Farm Bureau then moved for sanctions against the Guilliams and their counsel under Iowa Rule of Civil Procedure 1.413(1), which requires the signatory of a petition to have read the petition, be acting without improper motive, and

certify that to the best of his knowledge, information, and belief, formed after a reasonable inquiry, the pleading . . . is (1) well grounded on the facts and (2) warranted either by existing law or by a good faith argument for the extension, modification, or reversal of existing law.


On a first-party bad faith claim, the issue was whether the insurance claim was fairly debatable:

[T]o establish a claim for first-party bad faith, the insured must prove two facts: (1) that the insurer had no reasonable basis for denying benefits under the policy and, (2) the insurer knew, or had reason to know, that its denial was without basis. The first element is objective, the second subjective.

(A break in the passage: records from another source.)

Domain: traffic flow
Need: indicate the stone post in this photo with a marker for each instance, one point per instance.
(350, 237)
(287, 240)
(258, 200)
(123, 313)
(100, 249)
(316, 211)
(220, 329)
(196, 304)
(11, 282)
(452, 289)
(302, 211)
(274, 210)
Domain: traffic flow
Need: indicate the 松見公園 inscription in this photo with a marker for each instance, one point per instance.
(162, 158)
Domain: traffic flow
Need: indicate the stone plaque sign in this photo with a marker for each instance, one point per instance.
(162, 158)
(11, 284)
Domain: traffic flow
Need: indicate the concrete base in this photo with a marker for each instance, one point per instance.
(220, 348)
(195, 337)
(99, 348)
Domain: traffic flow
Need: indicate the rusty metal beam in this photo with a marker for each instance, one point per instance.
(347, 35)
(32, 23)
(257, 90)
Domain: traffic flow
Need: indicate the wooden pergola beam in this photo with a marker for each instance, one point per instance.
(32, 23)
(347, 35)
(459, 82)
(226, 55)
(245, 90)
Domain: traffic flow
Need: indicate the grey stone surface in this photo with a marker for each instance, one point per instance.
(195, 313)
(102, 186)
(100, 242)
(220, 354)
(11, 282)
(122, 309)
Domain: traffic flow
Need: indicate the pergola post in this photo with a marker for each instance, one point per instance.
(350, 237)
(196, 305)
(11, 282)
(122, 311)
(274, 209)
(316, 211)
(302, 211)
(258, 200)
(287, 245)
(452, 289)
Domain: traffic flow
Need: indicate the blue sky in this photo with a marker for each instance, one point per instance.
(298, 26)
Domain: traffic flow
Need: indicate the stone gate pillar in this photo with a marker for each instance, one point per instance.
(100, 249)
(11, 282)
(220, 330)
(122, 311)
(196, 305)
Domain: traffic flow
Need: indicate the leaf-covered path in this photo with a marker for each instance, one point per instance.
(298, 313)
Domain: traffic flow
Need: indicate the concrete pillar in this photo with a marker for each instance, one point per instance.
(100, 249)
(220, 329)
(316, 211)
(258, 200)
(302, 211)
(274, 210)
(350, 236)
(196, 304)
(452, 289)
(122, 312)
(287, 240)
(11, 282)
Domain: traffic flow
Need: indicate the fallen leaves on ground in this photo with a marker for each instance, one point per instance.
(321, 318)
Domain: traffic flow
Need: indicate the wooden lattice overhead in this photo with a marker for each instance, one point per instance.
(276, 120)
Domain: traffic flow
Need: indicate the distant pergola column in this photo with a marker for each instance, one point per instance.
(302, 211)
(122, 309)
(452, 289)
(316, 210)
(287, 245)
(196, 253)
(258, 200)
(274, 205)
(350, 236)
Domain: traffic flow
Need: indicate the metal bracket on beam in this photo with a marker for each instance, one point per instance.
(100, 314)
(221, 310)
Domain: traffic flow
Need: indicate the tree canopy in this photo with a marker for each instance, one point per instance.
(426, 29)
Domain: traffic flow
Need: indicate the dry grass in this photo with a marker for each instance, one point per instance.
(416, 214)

If a claim is " 'fairly debatable,' the insurer is entitled to debate it, whether the debate concerns a matter of fact or law." "Whether a claim is fairly debatable is appropriately decided by the court as a matter of law."

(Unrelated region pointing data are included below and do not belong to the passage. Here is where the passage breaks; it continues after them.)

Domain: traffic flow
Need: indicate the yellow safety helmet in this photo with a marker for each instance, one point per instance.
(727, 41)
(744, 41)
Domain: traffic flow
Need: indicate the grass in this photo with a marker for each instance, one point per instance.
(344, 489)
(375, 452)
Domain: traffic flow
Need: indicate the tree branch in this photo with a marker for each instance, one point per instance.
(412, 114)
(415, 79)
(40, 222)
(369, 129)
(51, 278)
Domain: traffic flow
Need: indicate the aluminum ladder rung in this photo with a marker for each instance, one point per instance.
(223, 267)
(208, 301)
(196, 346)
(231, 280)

According to the Court of Appeals, the Court's question therefore boiled down to "whether the information, as viewed by a reasonably competent attorney, revealed an objectively reasonable basis for the insurance company’s denial." If the claim was fairly debatable as a matter of law, then a reasonably competent counsel could not make a plausible argument in support of a first-party bad faith claim, and filing such a claim would violate rule 1.413(1).



ANALYSIS:

The Guilliams and attorney Hrvol argued that a jury could have found Farm Bureau acted unreasonably in denying their claim, because the only new information Farm Bureau received after agreeing to settle the claim was Flowers’ statement. They assert this unsworn statement was an insufficient basis on which to deny the Guilliams’ claim, because it was made by an individual with a criminal record, and was given in consideration of reduced charges and after an opportunity to review both police investigative reports and Rodney’s statements to Farm Bureau investigators.



The Court disagreed:

However, a reasonable person could also find, in light of previously known and undisputed facts, that the statement was sufficiently reliable and credible to raise a fair debate about the validity of the Guilliams’ claim.

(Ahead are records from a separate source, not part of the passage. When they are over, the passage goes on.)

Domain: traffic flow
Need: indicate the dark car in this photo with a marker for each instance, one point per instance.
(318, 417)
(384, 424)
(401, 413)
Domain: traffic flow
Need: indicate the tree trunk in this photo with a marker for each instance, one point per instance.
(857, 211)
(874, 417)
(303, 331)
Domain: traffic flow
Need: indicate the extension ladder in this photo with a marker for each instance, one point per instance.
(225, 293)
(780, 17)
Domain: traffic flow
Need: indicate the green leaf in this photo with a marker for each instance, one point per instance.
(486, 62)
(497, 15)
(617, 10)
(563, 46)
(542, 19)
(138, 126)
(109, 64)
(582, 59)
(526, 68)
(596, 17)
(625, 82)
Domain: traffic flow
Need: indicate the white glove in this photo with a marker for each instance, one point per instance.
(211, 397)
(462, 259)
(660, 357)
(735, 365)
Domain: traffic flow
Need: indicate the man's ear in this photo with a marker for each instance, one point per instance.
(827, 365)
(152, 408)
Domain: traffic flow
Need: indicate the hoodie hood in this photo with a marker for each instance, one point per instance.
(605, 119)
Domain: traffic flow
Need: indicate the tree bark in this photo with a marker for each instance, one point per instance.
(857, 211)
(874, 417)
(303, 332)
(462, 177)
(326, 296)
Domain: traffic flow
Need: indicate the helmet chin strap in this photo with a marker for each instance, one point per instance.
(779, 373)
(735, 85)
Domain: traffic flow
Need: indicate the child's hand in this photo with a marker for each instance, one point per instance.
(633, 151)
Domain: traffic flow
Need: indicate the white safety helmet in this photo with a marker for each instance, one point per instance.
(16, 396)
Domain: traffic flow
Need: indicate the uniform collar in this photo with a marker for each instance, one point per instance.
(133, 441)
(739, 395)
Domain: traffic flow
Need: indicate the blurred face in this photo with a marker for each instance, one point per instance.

The court must look to all the information Farm Bureau had received up to the time it denied the claim, and which was within attorney Hrvol’s knowledge at the time the petition was filed. . . . Under the circumstances presented here, reasonable individuals could differ as to the credibility and weight to be afforded Flowers’ statement. It therefore logically follows that Farm Bureau’s reliance on the statement in denying the Guilliams’ claim was objectively reasonable. Thus, the first-party bad faith claim was unsupported as a matter of law.




The Court therefore remanded the case back to the District Court for a new ruling on the motion for sanctions.



OBLIGATORY BLOG COMMENTARY:

Absent the possibility of sanctions, a bad-faith claim would have no downside for the plaintiff and only court costs as a downside for claimant counsel. It's used simply as the next logical step whenever a company denies a claim: roll the dice and either get lucky or end up the same denial you had before. This case clarifies that you could actually get dinged for sanctions, making it a tad riskier to bring the bad-faith claim without solid evidence that no reasonable grounds for the denial existed.